Zhang Zhehao, Hao Yao, Jin Xiyao, Yang Deshan, Kamilov Ulugbek S, Hugo Geoffrey D
Department of Radiation Oncology, Washington University School of Medicine in St. Louis, St. Louis, MO, United States of America.
Department of Radiation Oncology, Duke University School of Medicine, Durham, NC, United States of America.
Biomed Phys Eng Express. 2024 Dec 23;11(1):015030. doi: 10.1088/2057-1976/ad97c1.
. Previous work has that deep learning (DL)-enhanced 4D cone beam computed tomography (4D-CBCT) images improve motion modeling and subsequent motion-compensated (MoCo) reconstruction for 4D-CBCT. However, building the motion model at treatment time via conventional deformable image registration (DIR) methods is not temporally feasible. This work aims to improve the efficiency of 4D-CBCT MoCo reconstruction using DL-based registration for the rapid generation of a motion model prior to treatment.An artifact-reduction DL model was first used to improve the initial 4D-CBCT reconstruction by reducing streaking artifacts. Based on the artifact-reduced phase images, a groupwise DIR employing DL was used to estimate the inter-phase motion model. Two DL DIR models using different learning strategies were employed: (1) a patient-specific one-shot DIR model which was trained from scratch only using the images to be registered, and (2) a population DIR model which was pre-trained using collected 4D-CT images from 35 patients. The registration accuracy of two DL DIR models was assessed and compared to a conventional groupwise DIR approach implemented in the Elastix toolbox using the publicly available DIR-Lab dataset, a Monte Carlo simulation dataset from the SPARE challenge, and two clinical cases.The patient-specific DIR model and the population DIR model demonstrated registration accuracy comparable to the conventional state-of-the-art methods on the DIR-Lab dataset. No significant difference in image quality was observed between the final MoCo reconstructions using the patient-specific model and population model for motion modeling, compared to using the conventional approach. The average runtime (hh:mm:ss) of the entire MoCo reconstruction on SPARE dataset was reduced from 01:37:26 using conventional DIR method to 00:10:59 using patient-specific model and 00:01:05 using the pre-trained population model.DL-based registration methods can improve the efficiency in generating motion models for 4D-CBCT without compromising the performance of final MoCo reconstruction.
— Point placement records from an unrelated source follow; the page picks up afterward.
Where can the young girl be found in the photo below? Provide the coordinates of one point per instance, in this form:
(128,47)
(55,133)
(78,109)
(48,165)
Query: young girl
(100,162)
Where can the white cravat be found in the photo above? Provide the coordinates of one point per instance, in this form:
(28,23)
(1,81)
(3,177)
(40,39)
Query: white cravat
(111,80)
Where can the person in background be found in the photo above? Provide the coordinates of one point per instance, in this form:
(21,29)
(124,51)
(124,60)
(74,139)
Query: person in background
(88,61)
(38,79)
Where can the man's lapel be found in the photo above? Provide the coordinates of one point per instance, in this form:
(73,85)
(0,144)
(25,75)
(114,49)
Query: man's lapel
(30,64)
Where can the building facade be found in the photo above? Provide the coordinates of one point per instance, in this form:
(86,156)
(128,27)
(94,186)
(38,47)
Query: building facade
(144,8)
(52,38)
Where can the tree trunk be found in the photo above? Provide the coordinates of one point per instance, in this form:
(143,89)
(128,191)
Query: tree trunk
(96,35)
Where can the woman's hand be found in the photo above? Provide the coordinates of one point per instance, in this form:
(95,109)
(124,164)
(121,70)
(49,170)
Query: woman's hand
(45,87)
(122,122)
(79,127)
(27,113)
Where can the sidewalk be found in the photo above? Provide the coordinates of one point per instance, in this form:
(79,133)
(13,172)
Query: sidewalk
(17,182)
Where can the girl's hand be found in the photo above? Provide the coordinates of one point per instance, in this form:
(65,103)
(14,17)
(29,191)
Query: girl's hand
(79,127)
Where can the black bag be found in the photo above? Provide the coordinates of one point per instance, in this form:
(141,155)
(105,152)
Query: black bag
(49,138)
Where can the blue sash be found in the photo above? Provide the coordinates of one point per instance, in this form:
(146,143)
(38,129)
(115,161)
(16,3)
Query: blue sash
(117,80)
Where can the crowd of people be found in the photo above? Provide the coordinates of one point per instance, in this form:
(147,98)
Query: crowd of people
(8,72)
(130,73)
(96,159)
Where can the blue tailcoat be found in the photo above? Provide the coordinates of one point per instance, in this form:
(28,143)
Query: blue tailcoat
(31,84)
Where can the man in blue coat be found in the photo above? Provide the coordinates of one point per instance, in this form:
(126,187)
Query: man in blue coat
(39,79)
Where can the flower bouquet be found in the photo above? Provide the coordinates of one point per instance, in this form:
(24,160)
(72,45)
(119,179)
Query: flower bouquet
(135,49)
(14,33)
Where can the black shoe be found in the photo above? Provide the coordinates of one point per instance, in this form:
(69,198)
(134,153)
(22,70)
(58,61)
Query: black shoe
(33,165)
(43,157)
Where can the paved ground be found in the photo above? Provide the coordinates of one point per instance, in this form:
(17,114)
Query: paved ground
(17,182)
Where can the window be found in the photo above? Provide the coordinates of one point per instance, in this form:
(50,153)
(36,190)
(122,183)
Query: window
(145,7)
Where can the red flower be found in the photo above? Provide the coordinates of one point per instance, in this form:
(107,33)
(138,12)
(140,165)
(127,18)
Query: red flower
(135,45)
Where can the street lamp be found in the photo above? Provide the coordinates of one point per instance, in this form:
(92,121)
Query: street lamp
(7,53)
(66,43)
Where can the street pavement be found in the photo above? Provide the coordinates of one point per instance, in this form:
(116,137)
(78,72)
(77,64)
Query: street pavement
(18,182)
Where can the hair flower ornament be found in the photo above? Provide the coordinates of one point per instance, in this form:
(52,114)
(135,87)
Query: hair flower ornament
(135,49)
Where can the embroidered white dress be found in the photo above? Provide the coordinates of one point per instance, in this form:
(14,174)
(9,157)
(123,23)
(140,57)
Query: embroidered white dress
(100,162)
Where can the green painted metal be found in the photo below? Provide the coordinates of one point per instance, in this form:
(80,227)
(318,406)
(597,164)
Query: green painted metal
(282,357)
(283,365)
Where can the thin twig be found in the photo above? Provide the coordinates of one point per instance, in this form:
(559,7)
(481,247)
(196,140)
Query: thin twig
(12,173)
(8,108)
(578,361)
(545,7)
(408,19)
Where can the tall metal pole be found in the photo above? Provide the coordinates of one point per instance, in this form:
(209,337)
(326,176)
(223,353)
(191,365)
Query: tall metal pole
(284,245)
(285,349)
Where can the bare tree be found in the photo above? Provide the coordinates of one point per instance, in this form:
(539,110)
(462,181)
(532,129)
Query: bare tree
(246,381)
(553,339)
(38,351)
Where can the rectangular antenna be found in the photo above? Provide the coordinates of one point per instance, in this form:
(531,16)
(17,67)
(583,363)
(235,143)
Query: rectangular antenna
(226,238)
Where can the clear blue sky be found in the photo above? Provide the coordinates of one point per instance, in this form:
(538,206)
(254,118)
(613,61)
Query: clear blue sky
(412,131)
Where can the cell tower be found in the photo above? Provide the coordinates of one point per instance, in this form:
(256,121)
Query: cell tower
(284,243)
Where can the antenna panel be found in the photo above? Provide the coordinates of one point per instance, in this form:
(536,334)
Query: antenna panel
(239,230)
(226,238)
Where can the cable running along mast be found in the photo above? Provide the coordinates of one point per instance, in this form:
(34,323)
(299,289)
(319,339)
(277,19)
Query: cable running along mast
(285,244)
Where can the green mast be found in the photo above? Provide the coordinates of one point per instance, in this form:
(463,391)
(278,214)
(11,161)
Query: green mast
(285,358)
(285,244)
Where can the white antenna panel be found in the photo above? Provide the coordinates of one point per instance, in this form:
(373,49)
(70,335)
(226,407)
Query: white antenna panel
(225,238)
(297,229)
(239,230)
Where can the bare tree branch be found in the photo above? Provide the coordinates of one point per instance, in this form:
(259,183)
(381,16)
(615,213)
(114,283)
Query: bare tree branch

先前的研究表明,深度学习(DL)增强的4D锥束计算机断层扫描(4D-CBCT)图像可改善4D-CBCT的运动建模及后续运动补偿(MoCo)重建。然而,在治疗时通过传统的可变形图像配准(DIR)方法构建运动模型在时间上是不可行的。这项工作旨在通过基于DL的配准提高4D-CBCT MoCo重建的效率,以便在治疗前快速生成运动模型。首先使用一个减少伪影的DL模型,通过减少条纹伪影来改善初始4D-CBCT重建。基于减少伪影后的相位图像,采用基于DL的分组DIR来估计相间运动模型。使用了两种采用不同学习策略的DL DIR模型:(1)一种针对特定患者的一次性DIR模型,该模型仅使用待配准图像从头开始训练;(2)一种群体DIR模型,该模型使用从35名患者收集的4D-CT图像进行预训练。使用公开可用的DIR-Lab数据集、来自SPARE挑战的蒙特卡罗模拟数据集以及两个临床病例,评估了两种DL DIR模型的配准精度,并与在Elastix工具箱中实现的传统分组DIR方法进行了比较。针对特定患者的DIR模型和群体DIR模型在DIR-Lab数据集上的配准精度与传统的最先进方法相当。与使用传统方法相比,使用针对特定患者的模型和群体模型进行运动建模的最终MoCo重建在图像质量上没有观察到显著差异。在SPARE数据集上,整个MoCo重建的平均运行时间(时:分:秒)从使用传统DIR方法的01:37:26减少到使用针对特定患者模型的00:10:59和使用预训练群体模型的00:01:05。基于DL的配准方法可以提高为4D-CBCT生成运动模型的效率,而不会影响最终MoCo重建的性能。